For multi-DSO applications: Use the shared runtime option (THREADSCHEDULE_RUNTIME=ON) to ensure a single process-wide registry. See docs/REGISTRY.md for detailed patterns.

Notes:

  • Normal wrappers (ThreadWrapper, JThreadWrapper, PThreadWrapper) remain zero-overhead.
  • The registry requires control blocks for all operations. Threads must be registered with control blocks to be controllable via the registry.
  • Use *Reg wrappers (e.g., ThreadWrapperReg) or AutoRegisterCurrentThread for automatic control block creation and registration.

Find by name (Linux):

ThreadByNameView by_name("th_1");
if (by_name.found()) {
by_name.set_name("new_name");
ThreadAffinity one_core; one_core.add_cpu(0);
by_name.set_affinity(one_core);
}

Error handling with expected

ThreadSchedule uses threadschedule::expected<T, std::error_code> (and expected<void, std::error_code>). When available, this aliases to std::expected, otherwise, a compatible fallback based on P0323R3 is used.

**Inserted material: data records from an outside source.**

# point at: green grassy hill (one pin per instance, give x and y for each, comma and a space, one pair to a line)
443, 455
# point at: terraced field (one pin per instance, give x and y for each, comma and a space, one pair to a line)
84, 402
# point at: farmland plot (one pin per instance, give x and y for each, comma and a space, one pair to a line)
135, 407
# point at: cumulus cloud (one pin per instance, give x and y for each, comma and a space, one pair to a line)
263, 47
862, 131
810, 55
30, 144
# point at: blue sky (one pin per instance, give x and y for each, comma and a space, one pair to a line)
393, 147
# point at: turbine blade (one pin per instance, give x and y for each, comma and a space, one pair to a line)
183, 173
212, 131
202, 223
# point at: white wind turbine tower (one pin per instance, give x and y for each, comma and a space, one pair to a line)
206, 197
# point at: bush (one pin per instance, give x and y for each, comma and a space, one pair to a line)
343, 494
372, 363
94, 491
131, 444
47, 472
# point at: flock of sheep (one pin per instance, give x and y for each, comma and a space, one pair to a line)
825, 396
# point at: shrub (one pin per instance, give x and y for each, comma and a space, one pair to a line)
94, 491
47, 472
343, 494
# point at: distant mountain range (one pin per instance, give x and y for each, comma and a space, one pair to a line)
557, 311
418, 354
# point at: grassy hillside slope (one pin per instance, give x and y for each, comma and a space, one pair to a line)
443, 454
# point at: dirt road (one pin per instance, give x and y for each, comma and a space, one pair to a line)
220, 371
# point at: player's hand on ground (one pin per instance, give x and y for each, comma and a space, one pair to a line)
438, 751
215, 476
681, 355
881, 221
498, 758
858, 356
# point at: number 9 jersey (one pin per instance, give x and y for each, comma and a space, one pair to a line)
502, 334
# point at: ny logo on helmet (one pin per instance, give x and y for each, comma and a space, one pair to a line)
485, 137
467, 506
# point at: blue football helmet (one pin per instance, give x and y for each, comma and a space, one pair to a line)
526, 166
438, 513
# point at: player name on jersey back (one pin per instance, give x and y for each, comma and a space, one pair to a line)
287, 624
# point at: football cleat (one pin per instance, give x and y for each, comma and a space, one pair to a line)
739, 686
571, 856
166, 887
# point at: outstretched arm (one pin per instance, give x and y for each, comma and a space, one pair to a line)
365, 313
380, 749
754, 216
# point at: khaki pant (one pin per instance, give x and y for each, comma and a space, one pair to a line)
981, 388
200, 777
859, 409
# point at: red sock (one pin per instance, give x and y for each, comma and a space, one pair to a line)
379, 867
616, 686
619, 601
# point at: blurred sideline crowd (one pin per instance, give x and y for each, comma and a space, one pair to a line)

Note: when building with -fno-exceptions, behavior is not standard-conforming because value()/operator* cannot throw bad_expected_access on error (exceptions are disabled). In that mode, always check has_value() or use value_or() before accessing the value.

Recommended usage:

auto r = worker.set_name("my_worker");
if (!r) {
// Inspect r.error() (std::error_code)
}
auto value = pool.submit([]{ return 42; }); // standard future-based API remains unchanged

API Overview

Thread Wrappers

Class Description Available On
ThreadWrapper Enhanced std::thread with naming, priority, affinity Linux, Windows
JThreadWrapper Enhanced std::jthread with cooperative cancellation (C++20) Linux, Windows
PThreadWrapper Modern C++ interface for POSIX threads Linux only

Passing wrappers into APIs expecting std::thread/stdjthread

  • std::thread and std::jthread are move-only. When an API expects std::thread&& or std::jthread&&, pass the underlying thread via release() from the wrapper.
  • Avoid relying on implicit conversions; release() clearly transfers ownership and prevents accidental selection of the functor constructor of std::thread.
void accept_std_thread(std::thread&& t);
ThreadWrapper w([]{ /* work */ });
accept_std_thread(w.release()); // move ownership of the underlying std::thread
  • Conversely, you can construct wrappers from rvalue threads:
    void take_wrapper(ThreadWrapper w);
    std::thread make_thread();
    take_wrapper(make_thread()); // implicit move into ThreadWrapper
    std::thread t([]{});
    take_wrapper(std::move(t)); // explicit move into ThreadWrapper

Thread Views (non-owning)

Zero-overhead helpers to operate on existing threads without taking ownership.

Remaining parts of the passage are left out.